Doch junge Menschen gehen die Herausforderungen auch an und sorgen aktiv für ihre finanzielle Zukunft vor: Rund jeder Dritte1 unter den 20- bis 29-Jährigen hat bereits eine private Altersvorsorge abgeschlossen. Das zeigt: Viele von ihnen denken bereits langfristig und vorausschauend, denn Altersvorsorge ist heute eine existenzielle Aufgabe, der sich jeder möglichst früh stellen sollte.
Wer sich der Bedeutung einer soliden privaten Altersvorsorge bewusst ist, wird dies auch beim eigenen Nachwuchs berücksichtigen. Und bekommt dabei – voraussichtlich ab Januar 2027 – Hilfe vom Staat: Für die sogenannte Frühstart-Rente, ein zentrales Element aus dem Koalitionsvertrag, wird nun ein Gesetzentwurf erwartet, die Eckpunkte dazu liegen vor. Sie soll Eltern dabei unterstützen, frühzeitig die Altersvorsorge ihrer Kinder in die Hand zu nehmen. Ziel der Bundesregierung ist es, einen Grundstock für die spätere Rente aufzubauen und so langfristig Altersarmut vorzubeugen. Kinder und Jugendliche zwischen dem sechsten und 18. Lebensjahr sollen monatlich 10 Euro vom Staat erhalten, die in ein privates Altersvorsorgedepot eingezahlt werden.

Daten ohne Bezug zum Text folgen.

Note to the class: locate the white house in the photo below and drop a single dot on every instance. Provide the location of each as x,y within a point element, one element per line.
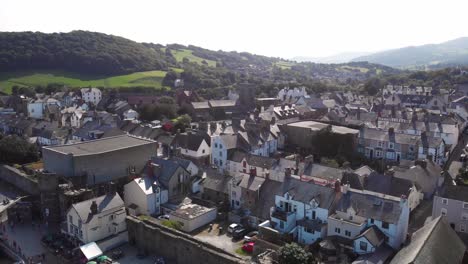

Das von der Bundesregierung am 17. Dezember 2025 verabschiedete Eckpunktepapier sieht vor, dass die Frühstartrente jahrgangsweise eingeführt werden soll, 2027 beginnend mit dem Geburtsjahrgang 2020 rückwirkend für das Jahr 2026 und 2027 mit dem Geburtsjahrgang 2021. Danach soll jedes Jahr eine neue Gruppe von Sechsjährigen hinzukommen. Die angesparte Summe wird voraussichtlich durch private Einzahlungen bis zu einem jährlichen Höchstbetrag – der noch nicht feststeht – aufgestockt werden können. Die Auszahlung erfolgt nicht vor dem Renteneintritt, aber bis zur Rente bleiben die Kapitalerträge steuerfrei und erhöhen damit den Zinseszinseffekt der Wertentwicklung. Für aufgrund ihres Geburtsjahrgangs nicht förderberechtigte Kinder und Jugendliche soll ebenfalls ein Frühstartrenten-Depot eröffnet werden können, damit diese auch von der Kapitalertragssteuerfreiheit profitieren.
Für Eltern gilt es dann zunächst, die passende Sparform für die Frühstart-Rente ihres Kindes auszuwählen. Die repräsentative Studie1 bestätigt, dass viele jüngere Menschen glauben, Aktienfonds seien die beste Möglichkeit, für das Alter vorzusorgen. Bei den Befragten im Alter von 20 bis 29 Jahren sind 39 Prozent dieser Meinung. Das ist mehr als doppelt so viel im Vergleich zu den älteren Befragten ab 40 Jahren, von denen nur 17 Prozent Aktienfonds für die Altersvorsorge bevorzugen.
Und tatsächlich haben sich mit dem langfristigen Sparen in Aktien oder Aktienfonds in der Vergangenheit gute Renditechancen ergeben. Doch Kurs- und Ertragsschwankungen sind immer kurzfristig möglich, Wer früh mit einer Altersvorsorge in Aktienanlagen begonnen hat, konnte auch vom Zinseszinseffekt profitieren, der über das angelegte Geld jahrzehntelang wirkt.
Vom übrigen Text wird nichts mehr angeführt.